Others recommend improving collaborations with developing countries. Alan Leshner, chief executive of the American Association for the Advancement of Science, claims that the US refusal to fund international partners means that for many poor countries "collaboration is doomed before it has begun".

He has argued for new funding mechanisms to get round this problem, pointing out that the European Commission’s 7th Framework Programme allows non-European institutions to apply for research funding.

Others have suggested a US$100 million annual research and development fund, based on the Defense Department’s Defense Advanced Research Project Agency (see ‘US science office must promote global collaboration‘).

Hopefully, the new president will seriously consider all such recommendations. There should be little political disagreement on the vital role of science and technology for development policy.

Watch and wait

In practice, of course, much will depend on the winning candidate’s commitment to more effective aid policies.
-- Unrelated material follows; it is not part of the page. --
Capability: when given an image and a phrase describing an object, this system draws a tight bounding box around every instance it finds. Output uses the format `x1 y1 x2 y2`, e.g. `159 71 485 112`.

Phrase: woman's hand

There is little doubt that Obama, whether from his childhood in Indonesia (where his mother worked for USAID) or his efforts to alleviate poverty in Chicago through community projects, is more sensitised to such a challenge.

In contrast, major question marks hang over the aid policies likely to emerge from a McCain administration. Despite opposing the Bush administration’s fundamentalist stance on global warming, there is little evidence that he will embrace the more structural changes needed in US foreign policy, including closer integration between science and diplomatic initiatives.

The choice between the two lies in the hands of US voters. Noone pretends that the candidate’s positions on either science or foreign aid will significantly influence the election’s outcome. But nor can anyone deny that this outcome will largely determine the effectiveness of both in improving the lives of the world’s poor in the years ahead.